By identifying and localising crops growing in fields, we can inform supply chains about food production months before harvest.

Introduction

The COVID-19 pandemic has highlighted the increasing demand for regular monitoring of agricultural production as a vital instrument to ensure food security and to avoid potential shortages in the food supply chain. Our in-house near-real-time crop identification algorithm helps monitor agricultural activity during the season at a lower operational cost. The exceptional accuracy achieved through the use of satellite data reaches at a level higher than 90% one to two months prior to harvest. Near-real-time identification of crops growing over large areas is also a stepping stone to yield prediction, which would give full visibility on the expected agricultural production at a much earlier stage than it is currently possible and detect anomalies in region-scale agricultural production.

“Hummingbird Technologies is an Artificial Intelligence business that provides advanced crop analytics to its customers by using proprietary Machine Learning algorithms applied to remote sensing captured imagery.

Our expertise allows our customers: to increase their yields, optimise chemical inputs, farm more sustainably and make earlier, more informed decisions.

By pushing the boundaries of science and technology, our mission is to improve the efficiency of global crop production, and to feed the world’s growing population sustainably.”

Will Wells, Hummingbird Technologies’s CEO

Our approach

Remote sensing using satellites has proven to be an invaluable tool for accurate crop mapping across the world. The most conventional way of performing satellite-based crop classifications is based on multi-temporal observations. They have been found to be more effective than a single observation in classifying agricultural fields due to their ability to capture multiple growth stages and varying types of crop structure, allowing for better differentiation between individual crops. Examples of such approaches can be found in the links below [1][2]. However, most of these approaches use the full volume of data for the whole season to make an estimation after the season has ended. Even though such an approach would maximise the accuracy it is not very useful in practice. After the season has ended all the decisions have been made and a crop inventory would have a lot more than archiving value.

Instead, the technique that we developed combines the best of both worlds by (a) using time-series to benefit from crop variation over time (b) being capable to predict crop types as early as mid-season, enabling live forecasting of crop production. This tool, which allows more informed decisions weeks to months before harvest, has been built combining Synthetic Aperture Radar (SAR) data and AI.

When referring to satellite data, most people envision a typical image provided by GIS applications such as Google Maps (Fig.1). (Optical) images are far from being the only data modality captured from Earth Observation satellites. The list includes infrared images, hyperspectral imagery, LiDAR and SAR.

 

Figure 1: Canadian Aerial View — Copyright © Google Maps

The farming community is familiar with data that go beyond the commonly used optical images. As a matter of fact, the most common proxy used in agricultural data science is the normalized difference vegetation index (NDVI). NDVI, a synthetic band that combines optical with infrared information, is known to be associated with vegetation health and is widely used to determine management areas for variable rate application of crop inputs [3].

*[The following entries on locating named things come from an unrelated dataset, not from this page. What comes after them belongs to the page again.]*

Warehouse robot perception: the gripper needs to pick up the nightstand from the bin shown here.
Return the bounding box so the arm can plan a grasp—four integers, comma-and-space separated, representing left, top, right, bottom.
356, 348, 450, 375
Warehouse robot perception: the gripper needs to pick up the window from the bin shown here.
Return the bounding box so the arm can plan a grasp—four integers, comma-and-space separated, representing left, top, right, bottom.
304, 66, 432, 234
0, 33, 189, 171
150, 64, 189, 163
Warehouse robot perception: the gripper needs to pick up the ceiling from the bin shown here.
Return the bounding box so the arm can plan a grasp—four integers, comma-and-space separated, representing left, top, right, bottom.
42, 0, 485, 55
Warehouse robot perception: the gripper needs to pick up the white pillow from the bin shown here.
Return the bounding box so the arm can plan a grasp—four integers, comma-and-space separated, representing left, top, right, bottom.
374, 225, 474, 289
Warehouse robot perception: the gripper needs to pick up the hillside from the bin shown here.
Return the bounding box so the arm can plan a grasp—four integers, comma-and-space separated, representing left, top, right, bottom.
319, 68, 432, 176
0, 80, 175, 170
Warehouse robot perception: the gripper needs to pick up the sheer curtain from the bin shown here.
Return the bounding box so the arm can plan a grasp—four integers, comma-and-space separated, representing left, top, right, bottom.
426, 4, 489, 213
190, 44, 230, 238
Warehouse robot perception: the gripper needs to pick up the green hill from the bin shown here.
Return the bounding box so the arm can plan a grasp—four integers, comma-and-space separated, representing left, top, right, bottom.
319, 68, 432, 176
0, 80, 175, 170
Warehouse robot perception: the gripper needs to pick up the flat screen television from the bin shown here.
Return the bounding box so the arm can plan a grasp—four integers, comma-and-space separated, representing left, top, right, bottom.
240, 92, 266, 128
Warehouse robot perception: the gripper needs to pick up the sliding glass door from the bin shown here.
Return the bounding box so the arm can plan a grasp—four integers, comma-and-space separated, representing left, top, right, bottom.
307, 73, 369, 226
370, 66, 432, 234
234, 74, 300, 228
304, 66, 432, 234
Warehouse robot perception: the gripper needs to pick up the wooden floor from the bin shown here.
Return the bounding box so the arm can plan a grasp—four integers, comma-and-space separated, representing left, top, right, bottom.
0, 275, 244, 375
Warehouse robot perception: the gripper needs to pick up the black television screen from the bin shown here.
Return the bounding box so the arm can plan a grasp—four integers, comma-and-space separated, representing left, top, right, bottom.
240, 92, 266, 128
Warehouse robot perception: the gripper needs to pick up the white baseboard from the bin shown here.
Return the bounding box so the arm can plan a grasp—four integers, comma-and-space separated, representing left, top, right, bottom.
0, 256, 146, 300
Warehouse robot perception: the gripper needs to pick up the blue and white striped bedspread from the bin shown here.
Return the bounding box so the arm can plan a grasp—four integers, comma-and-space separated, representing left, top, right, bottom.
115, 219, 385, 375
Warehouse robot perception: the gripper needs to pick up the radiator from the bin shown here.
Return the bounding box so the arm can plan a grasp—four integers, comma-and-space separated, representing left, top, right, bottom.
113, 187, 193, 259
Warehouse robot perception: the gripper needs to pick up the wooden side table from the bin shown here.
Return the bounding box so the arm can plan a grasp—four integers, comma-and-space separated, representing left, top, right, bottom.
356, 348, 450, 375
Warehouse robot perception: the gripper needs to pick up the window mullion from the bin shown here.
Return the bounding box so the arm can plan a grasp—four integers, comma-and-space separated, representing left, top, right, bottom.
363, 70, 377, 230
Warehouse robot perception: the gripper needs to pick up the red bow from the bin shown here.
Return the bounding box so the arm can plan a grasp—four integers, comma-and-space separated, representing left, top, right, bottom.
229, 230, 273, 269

However, both optical and infrared sensors suffer from a common issue in Earth Observation, clouds. Both of them can’t penetrate clouds, hence, any scene that is covered by clouds can not be directly observed during that time. The unpredictability of cloud formation in the atmosphere, as well as the extent (both in space and in time) of cloud cover, imposes severe challenges in their use for this task. A time-series approach would ideally require data acquired in regular intervals or at least a substantial number of cloudless entries. This parameter makes such a tool fully ad-hoc, with an accuracy depending on the geographic location, as well as depending on processes in the atmosphere that can not be controlled and is extremely hard to predict.

In Hummingbird Technologies we have developed a tool with a consistent performance across all geographies and without dependencies from the weather conditions. The solution was using SAR. SAR is a completely different way to generate a picture by actively illuminating the ground using microwaves rather than utilizing the light from the sun as with optical images. Most importantly, SAR penetrates the clouds, it does not depend on weather conditions, it can even capture ‘’images’’ at night (Fig.2)[4]. Therefore, using SAR can make sure that we get data in a regular interval, thus creating a time-series that doesn’t require interpolation or any other tedious and error-prone processing for missing data.

Figure 2 compares the data availability of Sentinel 1 and Sentinel 2. Both Sentinel satellites have been launched from ESA and provide open-source Earth Observation data. The main difference between them is that Sentinel 1 is SAR when Sentinel 2 is optical and infrared. In Figure 2, each column represents a 10-day time period while each row represents one field. The colours quantify two agriculture-relevant data proxies, VH backscatter (in the case of Sentinel 1) and NDVI (in the case of Sentinel 2), while a cell is blank when the data are missing due to clouds. There are two conclusions from this figure. Firstly, Sentinel 2 data is missed over large periods of times, in some cases, months. Secondly, there seems to be a correlation between the proxies estimated from each of the instruments. The conclusion is that using SAR we can get meaningful data, additionally, at regular intervals.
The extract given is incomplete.